Why is the initial refinement pattern asymmetric, btw?

sandroos commented 9 years ago

The density is not exactly symmetric about the origin, so that's fine.

sandroos commented 9 years ago

So here's the thing I think is causing the problems at the moment. The figure shows the (correctly sampled) initial state. I set the initial phase-space density to be linearly proportional to v, i.e., f ~ A - B v/v_max. You get these "bumps" when sampling along the coordinate directions simply due to the fact that the cell values are averages, and that f is larger closer to origin.

amr_reconstruction

The largest jump occurs here at the interface between the coarsest (reflevel=0) and the next level (reflevel=1) block. If this is the reason behind the "fingers" I'm sometimes seeing, then we cannot get away without 3D reconstructions.. This effect should only get worse with more rapidly dropping distribution functions, such as Gaussians.

(and VisIt really wanted to offset those curves with respect to each others for some reason)

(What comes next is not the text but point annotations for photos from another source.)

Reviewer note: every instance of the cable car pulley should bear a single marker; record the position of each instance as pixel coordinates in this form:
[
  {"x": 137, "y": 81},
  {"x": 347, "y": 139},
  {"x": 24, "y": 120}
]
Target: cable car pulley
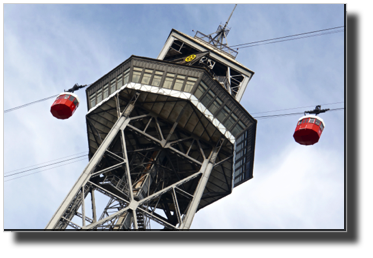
[
  {"x": 66, "y": 103},
  {"x": 310, "y": 127}
]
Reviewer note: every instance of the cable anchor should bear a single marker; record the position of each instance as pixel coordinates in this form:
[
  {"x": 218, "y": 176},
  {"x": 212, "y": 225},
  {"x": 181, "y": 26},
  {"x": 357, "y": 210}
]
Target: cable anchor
[{"x": 317, "y": 110}]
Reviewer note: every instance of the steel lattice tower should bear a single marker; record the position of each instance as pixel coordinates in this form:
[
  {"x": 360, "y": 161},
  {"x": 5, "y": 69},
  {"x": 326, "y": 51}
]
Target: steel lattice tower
[{"x": 166, "y": 137}]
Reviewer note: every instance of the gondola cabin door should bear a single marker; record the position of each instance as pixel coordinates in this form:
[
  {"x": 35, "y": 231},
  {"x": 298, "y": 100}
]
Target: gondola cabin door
[
  {"x": 65, "y": 105},
  {"x": 308, "y": 130}
]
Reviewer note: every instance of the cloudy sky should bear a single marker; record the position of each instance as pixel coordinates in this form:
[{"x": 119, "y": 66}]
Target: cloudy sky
[{"x": 49, "y": 48}]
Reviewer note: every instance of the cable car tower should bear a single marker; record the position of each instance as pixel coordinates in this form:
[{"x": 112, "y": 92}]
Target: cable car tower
[{"x": 166, "y": 138}]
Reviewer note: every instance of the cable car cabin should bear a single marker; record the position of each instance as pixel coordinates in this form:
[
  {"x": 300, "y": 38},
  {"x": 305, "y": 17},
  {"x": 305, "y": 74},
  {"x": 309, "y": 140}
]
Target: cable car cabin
[
  {"x": 65, "y": 105},
  {"x": 308, "y": 130}
]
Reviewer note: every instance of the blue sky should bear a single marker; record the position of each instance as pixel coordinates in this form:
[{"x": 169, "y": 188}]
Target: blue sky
[{"x": 49, "y": 48}]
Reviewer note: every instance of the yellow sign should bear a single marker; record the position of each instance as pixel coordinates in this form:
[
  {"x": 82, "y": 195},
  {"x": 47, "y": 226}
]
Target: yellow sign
[{"x": 190, "y": 58}]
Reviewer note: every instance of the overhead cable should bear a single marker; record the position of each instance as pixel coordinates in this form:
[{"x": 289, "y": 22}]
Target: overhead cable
[
  {"x": 12, "y": 109},
  {"x": 289, "y": 114},
  {"x": 244, "y": 44},
  {"x": 43, "y": 166}
]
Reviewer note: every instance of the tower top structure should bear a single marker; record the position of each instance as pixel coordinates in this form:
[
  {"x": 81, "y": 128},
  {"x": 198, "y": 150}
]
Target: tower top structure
[{"x": 216, "y": 38}]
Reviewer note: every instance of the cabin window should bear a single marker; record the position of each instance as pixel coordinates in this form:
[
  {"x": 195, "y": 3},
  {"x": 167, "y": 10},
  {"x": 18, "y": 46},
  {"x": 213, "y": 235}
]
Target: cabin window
[
  {"x": 157, "y": 78},
  {"x": 119, "y": 83},
  {"x": 230, "y": 121},
  {"x": 99, "y": 95},
  {"x": 147, "y": 76},
  {"x": 179, "y": 82},
  {"x": 136, "y": 74},
  {"x": 238, "y": 128},
  {"x": 93, "y": 100},
  {"x": 223, "y": 114},
  {"x": 202, "y": 88},
  {"x": 106, "y": 90},
  {"x": 126, "y": 76},
  {"x": 208, "y": 98},
  {"x": 215, "y": 105},
  {"x": 168, "y": 82}
]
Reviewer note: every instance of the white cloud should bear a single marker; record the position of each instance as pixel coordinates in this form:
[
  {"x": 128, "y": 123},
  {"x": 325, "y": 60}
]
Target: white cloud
[{"x": 288, "y": 191}]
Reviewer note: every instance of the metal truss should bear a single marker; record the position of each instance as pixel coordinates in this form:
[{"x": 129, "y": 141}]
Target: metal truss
[{"x": 150, "y": 170}]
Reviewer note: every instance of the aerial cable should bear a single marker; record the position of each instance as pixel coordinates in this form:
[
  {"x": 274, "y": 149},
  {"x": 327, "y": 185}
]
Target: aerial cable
[
  {"x": 12, "y": 109},
  {"x": 269, "y": 116},
  {"x": 298, "y": 113},
  {"x": 44, "y": 166},
  {"x": 294, "y": 108},
  {"x": 288, "y": 36},
  {"x": 45, "y": 170},
  {"x": 292, "y": 39},
  {"x": 44, "y": 162}
]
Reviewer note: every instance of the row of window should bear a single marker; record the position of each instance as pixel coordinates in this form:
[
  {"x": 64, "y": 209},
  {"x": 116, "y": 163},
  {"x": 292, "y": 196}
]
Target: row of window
[
  {"x": 242, "y": 168},
  {"x": 215, "y": 105},
  {"x": 170, "y": 80},
  {"x": 148, "y": 77},
  {"x": 311, "y": 121},
  {"x": 176, "y": 82},
  {"x": 69, "y": 97}
]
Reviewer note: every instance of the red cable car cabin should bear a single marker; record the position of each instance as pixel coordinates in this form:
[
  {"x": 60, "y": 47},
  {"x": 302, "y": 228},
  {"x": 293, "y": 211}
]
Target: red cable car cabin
[
  {"x": 308, "y": 130},
  {"x": 65, "y": 105}
]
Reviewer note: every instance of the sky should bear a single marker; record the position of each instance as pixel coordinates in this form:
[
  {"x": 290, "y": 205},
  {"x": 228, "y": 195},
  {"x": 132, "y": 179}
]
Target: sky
[{"x": 47, "y": 48}]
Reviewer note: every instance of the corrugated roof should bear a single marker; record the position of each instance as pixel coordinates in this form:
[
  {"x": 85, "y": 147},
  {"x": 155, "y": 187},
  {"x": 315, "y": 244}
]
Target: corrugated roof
[{"x": 212, "y": 48}]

sandroos commented 9 years ago

Whoa the animated gif works!

Here I intentionally initialized an illegal AMR mesh. On horizontal axis are spatial cells in x-direction, and on vertical axis velocity blocks in vx-direction. The mesh is recursively refined until it becomes valid. No-content blocks are created at the last step. No-content blocks created during the initialization and mesh validation are dumped as they appear. This works with MPI and OpenMP.

amr

So the difference to a case happens during propagation is that here I recalculate the distribution functions using the project class instead of interpolating from coarse block (that is refined).